Issue: The release image build cannot find the base image.

Solutions:

  • Ensure you completed Step 5 and built the base image with the exact tag: aztecprotocol/release-image-base
  • Verify the base image exists locally: docker images aztecprotocol/release-image-base
  • If missing, return to Step 5 and rebuild the base image

Bootstrap compilation fails

Issue: Errors during ./bootstrap.sh in Step 4.

Solutions:

  • Verify you're using the correct build image: aztec-build-local:3.0
  • Confirm you checked out a valid release tag (not a branch)
  • Retry the build—the bootstrap script is incremental and resumes where it left off
  • Review error messages for specifics—missing dependencies should not occur in the build container

Docker runs out of memory

Issue: Build crashes due to insufficient memory.

Solutions:

  • Increase Docker's memory limit to at least 16 GB (Docker Desktop: Settings → Resources → Memory)
  • Close other applications to free system memory
  • Build on a machine with more RAM if possible

Wrong version shows in aztec --version

Issue: Version argument not passed correctly.

Solutions:

  • Ensure you used --build-arg VERSION=X.Y.Z when building the release image
  • The version should match the git tag without the 'v' prefix (e.g., 2.0.4 not v2.0.4)

Using Your Custom Build

Running a Node

Use your locally-built image with any node setup method.

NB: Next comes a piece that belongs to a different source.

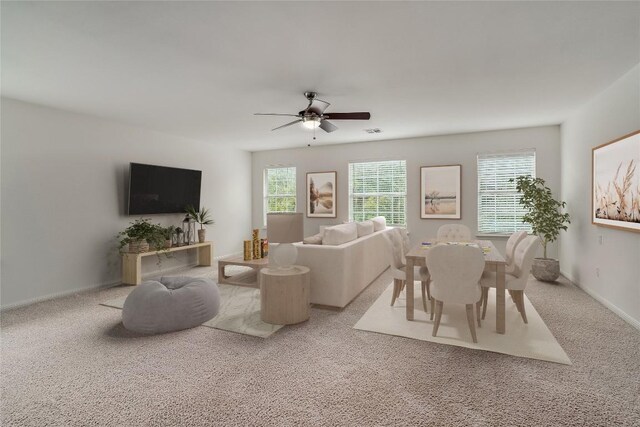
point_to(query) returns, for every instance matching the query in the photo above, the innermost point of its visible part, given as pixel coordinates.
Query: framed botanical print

For Docker Compose, update your docker-compose.yml:

services:
aztec-node:
image: "aztec-local:2.0.4"
# ... rest of configuration

See Running a Full Node for complete setup instructions.

Using the CLI

Run the Aztec CLI directly from your custom image:

docker run --rm aztec-local:2.0.4 --version

Alternative Approaches

Using Pre-built Build Image

To save time, skip Step 3 and pull the pre-built image from Docker Hub, then tag it locally:

docker pull aztecprotocol/build:3.0
docker tag aztecprotocol/build:3.0 aztec-build-local:3.0

This approach is faster but requires trusting the published image. The official image is built from the same build-images/src/Dockerfile.

Building Without Docker

To build without Docker, install all build dependencies locally and run ./bootstrap.sh directly:

  • Install all toolchains from the build image (Node.js 22, Rust 1.85.0, Clang 20, CMake, wasi-sdk)
  • Run bootstrap.sh check to verify your environment
  • See build-images/README.md for details

Using the build container is strongly recommended to ensure a consistent, tested environment.

Understanding the Build Process

The build process uses these key files in the repository:

  • build-images/src/Dockerfile - Defines the build container with all compilation tools
  • bootstrap.sh - Main build script that compiles all source code (C++, Rust, TypeScript)
  • release-image/Dockerfile.base - Multi-stage Dockerfile that creates a slim runtime base image
  • release-image/Dockerfile - Final release image with compiled Aztec software
  • release-image/bootstrap.sh - Build script used in CI for Docker images

The official CI pipeline follows a similar process. See .github/workflows/ci3.yml for how production images are built and deployed.